Interessant ist jetzt natürlich die Frage, ob Eisenmangel und Adipositas irgendetwas miteinander zu tun haben. Tatsächlich haben zahlreiche Studien gezeigt, dass bei Erwachsenen mit zunehmendem Body-Mass-Index niedrigere Eisenkonzentrationen gemessen wurden. Auch die Transferrinsättigung verminderte sich bei zunehmendem BMI. Ähnliches gilt für Heranwachsende. Mehrere Studien bewiesen, dass das Risiko für einen Eisenmangel bei übergewichtigen Heranwachsenden doppelt so hoch war als bei Normalgewichtigen. Ein zentraler Befund bei übergewichtigen Personen ist die verminderte Fähigkeit des Zwölffingerdarms Eisen zu absorbieren. Das Hormon Hepcidin ist ein Hauptregulator des Eisenstoffwechsels.
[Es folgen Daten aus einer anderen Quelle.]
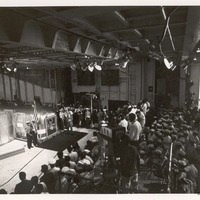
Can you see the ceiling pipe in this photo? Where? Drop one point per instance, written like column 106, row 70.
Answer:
column 167, row 29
Seine Rolle wurde auch in Zusammenhang mit Übergewicht untersucht. Bei Übergewichtigen wird häufig eine Erhöhung der Hepcidinkonzentration beobachtet, was zu einer verminderten Eisenabsorption im Darm führt.

Eine Hochregulierung der Hepcidin-Expression bei Übergewicht dürfte auf die erhöhte Entzündungsaktivität bei Übergewicht/ Adipositas zurückzuführen sein. Bei übergewichtigen Menschen ist eine orale Eisentherapie häufig nicht erfolgversprechend, da die erhöhten Hepcidinwerte die Eisenabsorption einschränken.

In den letzten Jahren liest man vermehrt über das "dysmetabolic iron overload syndrome (DIOS)". Hierbei handelt es sich um eine Erhöhung der Ferritinkonzentration bei normaler oder allenfalls leicht erhöhter Transferrinsättigung. Dieses Phänomen wird bei ungefähr einem Drittel der Patienten mit metabolischem Syndrom oder nichtalkoholischer Fettlebererkrankung beobachtet. Es ist also eine sehr häufige Konstellation und die häufigste Differenzialdiagnose für erhöhte Ferritinkonzentrationen. 2009 haben Wissenschaftler aus Frankreich publiziert, dass bei übergewichtigen Personen mit normalen Eisenspeichern die Eisenabsorption durch eine Hepcidinhochregulierung vermindert ist. Bei Patienten mit DIOS war dieser Effekt noch ausgeprägter. Im März 2016 veröffentlichten Wissenschaftler aus Italien die Ergebnisse eines Eisenbelastungstests bei 18 Patienten mit DIOS, 18 Patienten mit Fettlebererkrankung, 23 gesunden Personen und 10 Patienten mit Hämochromatose. Sie konnten nachweisen, dass bei den DIOS-Patienten möglicherweise eine Hepcidinresistenz vorliegen könnte. In dieser Patientengruppe konnte Hepcidin die Eisenabsorption nach einem Eisenprovokationsversuch nicht mehr kontrollieren.

Kommentar:
Bei der Bewertung von Laborparametern des Eisenstoffwechsels findet sich sehr häufig die Konstellation relativ hohes Ferritin bei normaler oder leicht verminderter Transferrinsättigung, ohne dass eine erhöhte Entzündungsaktivität messbar wäre. Die Beschreibung der Eisenhomöostase bei adipösen Menschen und die Erkenntnisse zum "dysmetabolic iron overload syndrome" bieten nun eine sinnvolle und nachvollziehbare Erklärung für die beobachteten Veränderungen der Laborparameter. Besonders wichtig ist in diesem Zusammenhang vor allem auch, dass übergewichtige Menschen als Risikogruppe für einen Eisenmangel anzusehen sind, was in der Praxis deutlich mehr Beachtung finden sollte.

Referenz:

  • Aigner E, Feldman A et al.: Obesity as an emerging risk factor for iron deficiency; Nutrients. 2014 Sep 11;6(9):3587-600.
  • Ruivard M, Lainé F, Ganz T et al.: Iron absorption in dysmetabolic iron overload syndrome is decreased and correlates with increased plasma hepcidin; J Hepatol. 2009 Jun;50(6):1219-25
  • Chen LY1, Chang SD et al.: Dysmetabolic hyperferritinemia is associated with normal transferrin saturation, mild hepatic iron overload, and elevated hepcidin; Ann Hematol. 2011 Feb;90(2):139-43.
  • Rametta R, Dongiovanni P et al.: Hepcidin resistance in dysmetabolic iron overload; Liver Int. 2016 Mar 21. doi: 10.1111/liv.13124.